現在は、180種、約1,000点の動物がおり、大きく北園(アフリカ・サバンナゾーン)と南園(アジア・ホッキョクグマゾーン)に分けて管理しており、昔の分類学的な展示から生態的な展示に整理・見直しを進めてきたところである。
ちなみに天王寺動物園での人気投票では、ホッキョクグマとトラが人気。
また、平成以降は、ピーク時には、220万人の動員があったが、私が着任する直前は、年間116万人の来場者まで落ち込み、問題点の洗い出しと改善が喫緊の課題で、その解決のために園長の一般公募が行なわれた。
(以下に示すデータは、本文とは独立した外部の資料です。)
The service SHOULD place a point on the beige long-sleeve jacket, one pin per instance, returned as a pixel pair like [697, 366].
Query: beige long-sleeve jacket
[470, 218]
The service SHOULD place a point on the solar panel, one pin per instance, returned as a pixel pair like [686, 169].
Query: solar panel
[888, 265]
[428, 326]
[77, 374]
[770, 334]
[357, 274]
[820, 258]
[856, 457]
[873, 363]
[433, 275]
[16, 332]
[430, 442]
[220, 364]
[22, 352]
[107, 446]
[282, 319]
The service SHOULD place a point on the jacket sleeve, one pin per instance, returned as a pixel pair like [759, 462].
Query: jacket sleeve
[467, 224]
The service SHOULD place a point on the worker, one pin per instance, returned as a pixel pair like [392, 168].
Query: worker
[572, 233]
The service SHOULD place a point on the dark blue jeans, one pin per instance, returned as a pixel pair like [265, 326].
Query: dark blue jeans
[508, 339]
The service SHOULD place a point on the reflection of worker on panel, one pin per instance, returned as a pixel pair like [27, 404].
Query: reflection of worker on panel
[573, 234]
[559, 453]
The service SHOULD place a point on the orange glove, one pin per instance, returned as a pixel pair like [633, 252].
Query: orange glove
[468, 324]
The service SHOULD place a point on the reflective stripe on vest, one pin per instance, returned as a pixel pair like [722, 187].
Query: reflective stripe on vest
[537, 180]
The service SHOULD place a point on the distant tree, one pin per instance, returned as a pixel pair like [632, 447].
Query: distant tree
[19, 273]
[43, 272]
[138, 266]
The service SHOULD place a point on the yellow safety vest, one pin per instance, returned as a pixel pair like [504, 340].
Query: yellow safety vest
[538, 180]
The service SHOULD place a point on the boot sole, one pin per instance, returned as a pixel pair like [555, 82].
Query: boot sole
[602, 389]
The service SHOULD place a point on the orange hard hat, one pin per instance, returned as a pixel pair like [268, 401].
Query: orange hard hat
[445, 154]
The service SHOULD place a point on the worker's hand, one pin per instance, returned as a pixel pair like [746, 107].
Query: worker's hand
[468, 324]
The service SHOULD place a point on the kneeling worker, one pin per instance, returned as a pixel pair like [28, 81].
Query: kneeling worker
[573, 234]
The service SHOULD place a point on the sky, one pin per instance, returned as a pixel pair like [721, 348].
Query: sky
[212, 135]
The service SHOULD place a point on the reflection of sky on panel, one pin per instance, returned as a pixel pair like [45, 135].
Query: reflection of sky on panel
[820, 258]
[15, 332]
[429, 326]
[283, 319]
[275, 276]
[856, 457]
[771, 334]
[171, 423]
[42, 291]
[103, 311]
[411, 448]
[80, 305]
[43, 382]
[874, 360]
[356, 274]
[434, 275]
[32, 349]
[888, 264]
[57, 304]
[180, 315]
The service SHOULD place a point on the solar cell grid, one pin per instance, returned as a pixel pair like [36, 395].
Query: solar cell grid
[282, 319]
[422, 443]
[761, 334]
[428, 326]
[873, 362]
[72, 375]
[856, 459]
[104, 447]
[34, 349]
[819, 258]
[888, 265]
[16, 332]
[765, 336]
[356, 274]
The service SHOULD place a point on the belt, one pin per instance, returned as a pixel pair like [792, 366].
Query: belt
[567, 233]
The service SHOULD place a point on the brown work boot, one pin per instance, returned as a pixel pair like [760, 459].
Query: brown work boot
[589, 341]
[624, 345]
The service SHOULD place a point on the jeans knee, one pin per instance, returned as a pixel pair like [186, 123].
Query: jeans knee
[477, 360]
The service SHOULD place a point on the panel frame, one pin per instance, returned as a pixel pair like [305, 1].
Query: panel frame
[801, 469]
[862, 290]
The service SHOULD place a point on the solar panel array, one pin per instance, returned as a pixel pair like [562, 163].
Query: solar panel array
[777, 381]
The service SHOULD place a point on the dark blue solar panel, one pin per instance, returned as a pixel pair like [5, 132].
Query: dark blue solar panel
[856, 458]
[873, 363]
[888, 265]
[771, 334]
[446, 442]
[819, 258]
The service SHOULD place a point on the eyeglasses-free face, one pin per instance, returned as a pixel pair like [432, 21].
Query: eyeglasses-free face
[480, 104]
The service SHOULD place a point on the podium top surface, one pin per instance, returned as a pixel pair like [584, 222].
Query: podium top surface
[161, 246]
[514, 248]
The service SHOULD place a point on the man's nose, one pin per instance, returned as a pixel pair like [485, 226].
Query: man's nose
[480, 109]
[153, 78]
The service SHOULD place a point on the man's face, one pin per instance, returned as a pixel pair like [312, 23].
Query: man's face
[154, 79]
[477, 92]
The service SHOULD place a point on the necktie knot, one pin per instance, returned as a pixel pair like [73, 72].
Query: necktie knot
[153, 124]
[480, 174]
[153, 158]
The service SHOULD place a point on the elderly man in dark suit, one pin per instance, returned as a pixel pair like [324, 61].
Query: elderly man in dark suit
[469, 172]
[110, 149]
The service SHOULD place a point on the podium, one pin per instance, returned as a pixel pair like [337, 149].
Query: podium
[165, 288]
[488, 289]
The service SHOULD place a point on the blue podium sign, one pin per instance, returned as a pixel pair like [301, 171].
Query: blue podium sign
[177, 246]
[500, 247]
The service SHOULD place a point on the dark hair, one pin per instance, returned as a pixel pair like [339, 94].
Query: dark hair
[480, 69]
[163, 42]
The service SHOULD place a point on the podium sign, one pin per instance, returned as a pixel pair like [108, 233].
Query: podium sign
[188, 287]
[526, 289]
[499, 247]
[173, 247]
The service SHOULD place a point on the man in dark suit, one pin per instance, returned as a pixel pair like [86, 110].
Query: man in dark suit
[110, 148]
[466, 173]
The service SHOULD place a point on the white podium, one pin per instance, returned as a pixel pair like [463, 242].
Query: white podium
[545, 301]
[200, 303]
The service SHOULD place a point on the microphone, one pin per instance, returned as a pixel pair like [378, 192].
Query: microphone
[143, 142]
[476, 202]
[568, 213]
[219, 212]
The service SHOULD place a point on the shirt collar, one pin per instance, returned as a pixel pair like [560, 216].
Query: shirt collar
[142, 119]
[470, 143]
今どきの世界の動物園の考え方は、野生動物の保護施設(Conservationセンター)の色合いが強く、野生動物の絶滅に加担するのではなく保全の使命が大きくなっている。
また、日本動物園・水族館協会では、動物園や水族館には、①レクリエーション、②教育(環境教育含む)、③種の保存、④調査・研究 の4つの目的があると発信している。
特に、種の保存については、国内外の動物園が繁殖の協力をしないと種の保存ができないのが現実で、我々も世界中の動物園と協力体制を敷いて、種の保存や生物の保全にあたっている。
現在では、動物福祉というドメイン(精神衛生を考える)が加わっている。

現在の天王寺動物園の改革については、平成28年に「天王寺動物園101計画」を策定し、各種改善に取り組み入場者も約170万人まで戻ってきた。
主な施策としては①ナイトズー導入、②生態展示改善、③売店改革、④動物園の組織改革の4点である。私は、改革にあたり「できない理由を探すのではなく、
どうできるかを考える」「制度上無理なものは仕組みを作る」を信念に取り組んできた。天王寺動物園は、4月から新しい法人に生まれ変わるが、引き続き皆様に愛される動物園を目指して行きたい

  • 閉会挨拶:(清水建設株式会社 豊田桃介 専門委員)

園長様、ご講演ありがとうございました。
私自身も動物園には幼少の頃から色々な想い出もあり、大変興味深く聴かせていただいた。
特に、動物園を取り巻く課題への改革に手腕を発揮されていることに感服した。

会員の皆様には、日頃より智の木協会の活動にご理解、ご協力いただきありがとうございます。このコロナ禍の中で、智の木協会もリモートを活用した事業活動を展開するなど厳しい状況が続いているが、今後とも理事や事務局の皆様と知恵を出しあって、事業活動を進めてまいるので、引き続きご支援の程よろしくお願いする。以 上。